1What is the difference between SAT Subject Tests and Advanced Placement classes and exams?
SAT Subject Tests are high school-level tests, reflecting high school curricula. These tests indicate a student’s readiness to take college-level courses in specific subject areas. AP Exams, however, assess a student’s college-level knowledge, skills and abilities, learned in the corresponding AP courses. As a result, the topics covered on SAT Subject Tests may differ from those covered on AP Exams. While AP Exams are also an excellent way to demonstrate understanding in specific subject areas, not all students have an opportunity to take AP courses in a range of subjects. For students who lack access to AP and still wish to demonstrate subject knowledge, the Subject Tests offer this opportunity.
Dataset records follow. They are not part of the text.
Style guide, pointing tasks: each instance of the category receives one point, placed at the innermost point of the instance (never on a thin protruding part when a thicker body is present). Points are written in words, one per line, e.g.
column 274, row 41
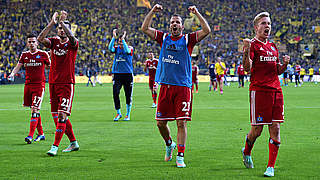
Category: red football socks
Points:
column 33, row 125
column 55, row 118
column 181, row 149
column 61, row 127
column 69, row 131
column 168, row 141
column 154, row 97
column 273, row 152
column 39, row 126
column 248, row 147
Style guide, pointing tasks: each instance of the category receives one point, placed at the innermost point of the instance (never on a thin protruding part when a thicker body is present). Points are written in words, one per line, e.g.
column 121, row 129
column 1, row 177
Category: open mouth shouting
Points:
column 175, row 30
column 266, row 32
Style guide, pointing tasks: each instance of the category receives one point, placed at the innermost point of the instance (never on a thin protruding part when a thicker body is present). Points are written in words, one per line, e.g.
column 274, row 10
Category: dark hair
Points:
column 31, row 35
column 67, row 23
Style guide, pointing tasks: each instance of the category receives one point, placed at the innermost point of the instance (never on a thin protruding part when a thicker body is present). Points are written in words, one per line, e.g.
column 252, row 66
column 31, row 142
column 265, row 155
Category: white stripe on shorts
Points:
column 253, row 107
column 71, row 98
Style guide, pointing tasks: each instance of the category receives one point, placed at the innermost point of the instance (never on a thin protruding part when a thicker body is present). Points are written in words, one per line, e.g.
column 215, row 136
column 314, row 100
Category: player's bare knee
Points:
column 181, row 124
column 161, row 124
column 256, row 131
column 62, row 117
column 34, row 110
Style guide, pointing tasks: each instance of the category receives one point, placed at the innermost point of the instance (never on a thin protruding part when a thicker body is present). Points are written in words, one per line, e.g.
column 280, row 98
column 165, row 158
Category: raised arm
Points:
column 111, row 44
column 42, row 36
column 73, row 40
column 125, row 45
column 146, row 25
column 247, row 63
column 282, row 67
column 204, row 24
column 14, row 71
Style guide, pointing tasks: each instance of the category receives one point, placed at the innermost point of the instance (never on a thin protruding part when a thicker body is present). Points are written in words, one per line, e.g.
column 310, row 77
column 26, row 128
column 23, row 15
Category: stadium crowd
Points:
column 294, row 24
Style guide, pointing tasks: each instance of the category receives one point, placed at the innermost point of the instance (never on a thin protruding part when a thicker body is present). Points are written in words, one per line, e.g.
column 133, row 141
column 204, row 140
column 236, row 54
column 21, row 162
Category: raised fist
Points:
column 114, row 32
column 63, row 16
column 193, row 9
column 55, row 17
column 246, row 44
column 157, row 8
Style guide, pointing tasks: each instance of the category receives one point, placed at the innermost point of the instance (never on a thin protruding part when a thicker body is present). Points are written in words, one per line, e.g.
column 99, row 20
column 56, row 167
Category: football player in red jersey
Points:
column 240, row 72
column 174, row 75
column 34, row 62
column 195, row 72
column 261, row 59
column 64, row 49
column 151, row 64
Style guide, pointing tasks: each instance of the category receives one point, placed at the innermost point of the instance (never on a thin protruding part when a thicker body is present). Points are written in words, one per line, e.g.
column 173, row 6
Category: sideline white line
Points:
column 147, row 107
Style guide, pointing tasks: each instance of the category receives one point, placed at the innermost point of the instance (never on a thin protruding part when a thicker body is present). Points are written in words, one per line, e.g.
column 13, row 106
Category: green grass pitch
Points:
column 135, row 149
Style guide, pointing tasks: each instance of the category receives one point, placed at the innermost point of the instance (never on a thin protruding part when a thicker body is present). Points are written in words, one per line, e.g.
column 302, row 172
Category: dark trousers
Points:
column 297, row 78
column 119, row 80
column 241, row 80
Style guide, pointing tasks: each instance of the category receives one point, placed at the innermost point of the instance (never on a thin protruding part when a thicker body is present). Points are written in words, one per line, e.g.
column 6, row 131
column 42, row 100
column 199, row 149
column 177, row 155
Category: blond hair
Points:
column 259, row 16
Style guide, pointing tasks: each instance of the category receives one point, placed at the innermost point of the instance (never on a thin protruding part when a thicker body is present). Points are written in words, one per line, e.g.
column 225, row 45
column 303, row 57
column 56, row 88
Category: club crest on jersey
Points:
column 259, row 119
column 173, row 47
column 60, row 52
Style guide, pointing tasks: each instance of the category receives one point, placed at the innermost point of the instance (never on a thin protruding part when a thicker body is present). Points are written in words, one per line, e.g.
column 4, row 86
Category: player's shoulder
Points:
column 43, row 52
column 24, row 53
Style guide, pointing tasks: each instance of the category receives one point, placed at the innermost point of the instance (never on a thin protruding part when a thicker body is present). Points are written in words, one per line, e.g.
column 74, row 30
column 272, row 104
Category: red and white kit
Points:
column 61, row 77
column 175, row 102
column 34, row 64
column 266, row 99
column 195, row 70
column 152, row 64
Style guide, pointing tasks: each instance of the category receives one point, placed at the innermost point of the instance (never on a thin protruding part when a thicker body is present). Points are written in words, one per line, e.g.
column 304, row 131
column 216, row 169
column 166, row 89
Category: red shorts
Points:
column 33, row 95
column 266, row 107
column 174, row 103
column 195, row 80
column 152, row 84
column 61, row 97
column 219, row 77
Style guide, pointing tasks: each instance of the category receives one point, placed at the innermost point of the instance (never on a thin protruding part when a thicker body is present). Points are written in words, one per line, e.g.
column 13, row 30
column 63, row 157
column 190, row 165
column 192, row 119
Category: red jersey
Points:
column 240, row 70
column 195, row 70
column 264, row 73
column 34, row 64
column 63, row 56
column 192, row 40
column 152, row 67
column 298, row 69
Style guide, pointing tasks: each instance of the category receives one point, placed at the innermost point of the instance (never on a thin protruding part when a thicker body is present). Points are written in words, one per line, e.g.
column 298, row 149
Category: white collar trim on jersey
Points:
column 34, row 52
column 261, row 41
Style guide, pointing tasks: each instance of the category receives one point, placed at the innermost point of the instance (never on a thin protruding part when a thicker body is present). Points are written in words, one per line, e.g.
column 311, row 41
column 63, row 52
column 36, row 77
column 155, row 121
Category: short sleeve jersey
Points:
column 219, row 69
column 195, row 70
column 175, row 58
column 152, row 67
column 211, row 70
column 240, row 70
column 264, row 73
column 122, row 62
column 63, row 57
column 34, row 64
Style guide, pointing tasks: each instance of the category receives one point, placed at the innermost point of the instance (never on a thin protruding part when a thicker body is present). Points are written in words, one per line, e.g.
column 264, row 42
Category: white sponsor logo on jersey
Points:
column 170, row 60
column 60, row 52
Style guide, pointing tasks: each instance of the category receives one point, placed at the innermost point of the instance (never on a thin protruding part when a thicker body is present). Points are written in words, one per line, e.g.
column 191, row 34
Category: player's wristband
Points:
column 245, row 49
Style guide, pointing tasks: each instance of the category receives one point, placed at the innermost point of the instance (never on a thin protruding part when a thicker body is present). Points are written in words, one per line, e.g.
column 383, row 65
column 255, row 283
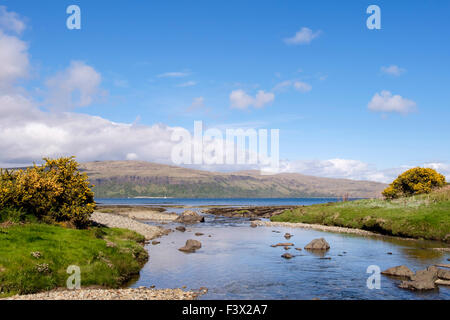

Also, students who are taking an AP course in senior year may not have their AP Exam score to report to colleges in time to meet admission deadlines. In this case, they could use Subject Tests scores to show their mastery in the subject.
2Should I take SAT Subject Tests if I’ve already taken other college admission tests (e.g., SAT or ACT)?
Some colleges require or recommend SAT Subject Tests in addition to the SAT or ACT. Some also use these for course placement once you’ve arrived on campus. Depending on your performance, you may potentially fulfill basic requirements or even receive credit for introductory-level courses.
3What if I don’t know which colleges I’m going to apply to?
You should still consider taking Subject Tests in case you decide on colleges or programs that do require or recommend them. You don’t want to have to try to schedule tests at the last minute. And remember, even colleges that don’t require or recommend Subject Tests may consider them as part of your application.
4What if the colleges that I’m interested in don’t require Subject Test scores?
You may still want to take Subject Tests in the subjects that you excel in and submit those scores. Many colleges may still consider Subject Tests when reviewing your application, since they give a more complete picture of your academic background and show your readiness to focus on a specific major or program of study. Subject Tests can also help you place into the right college courses.